Voicebox generates outputs in a wide range of styles, and it can both start from scratch and alter a sample that is given, just like generative systems for graphics and text. Yet Voicebox creates high-quality audio samples rather than a picture or a passage of text. The model is capable of noise reduction, content editing, style conversion, and different sample production in addition to speech synthesizing across six languages.

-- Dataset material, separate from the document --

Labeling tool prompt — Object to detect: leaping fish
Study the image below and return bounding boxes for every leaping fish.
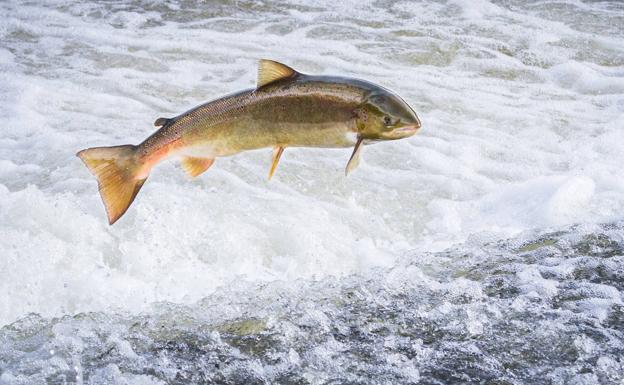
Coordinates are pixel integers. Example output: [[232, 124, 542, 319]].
[[76, 60, 421, 225]]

Before Voicebox, generative AI for speech needed to be trained specifically for each task using carefully crafted training data. Voicebox employs a novel technique to learn solely from untranslated audio. Voicebox can alter any portion of a sample, not simply the conclusion of an audio clip it is given, in contrast to autoregressive models for audio production.
The foundation of Voicebox is Flow Matching, which has been demonstrated to outperform diffusion models. Voicebox performs better on zero-shot text-to-speech than the most advanced English model VALL-E in terms of both intelligibility (5.9% vs. 1.9% word error rates) and audio similarity (0.580 vs. 0.681), while being up to 20 times faster. Voicebox surpasses YourTTS for cross-lingual style transfer, lowering the average word error rate from 10.9% to 5.2% and increasing audio similarity from 0.335 to 0.481.
A number of exciting applications for generative speech models, we are not currently making the Voicebox model or code available to the public because of security concerns. In order to advance the state of the art in AI, we feel it is critical to be open with the AI community and share our findings, but it’s also crucial to strike the correct balance between openness and responsibility. In light of these factors, we are releasing audio samples and a study paper that describe our methodology and the outcomes we got. In the study, we also explain how we created a powerful classifier that can differentiate between real speech and audio produced by Voicebox.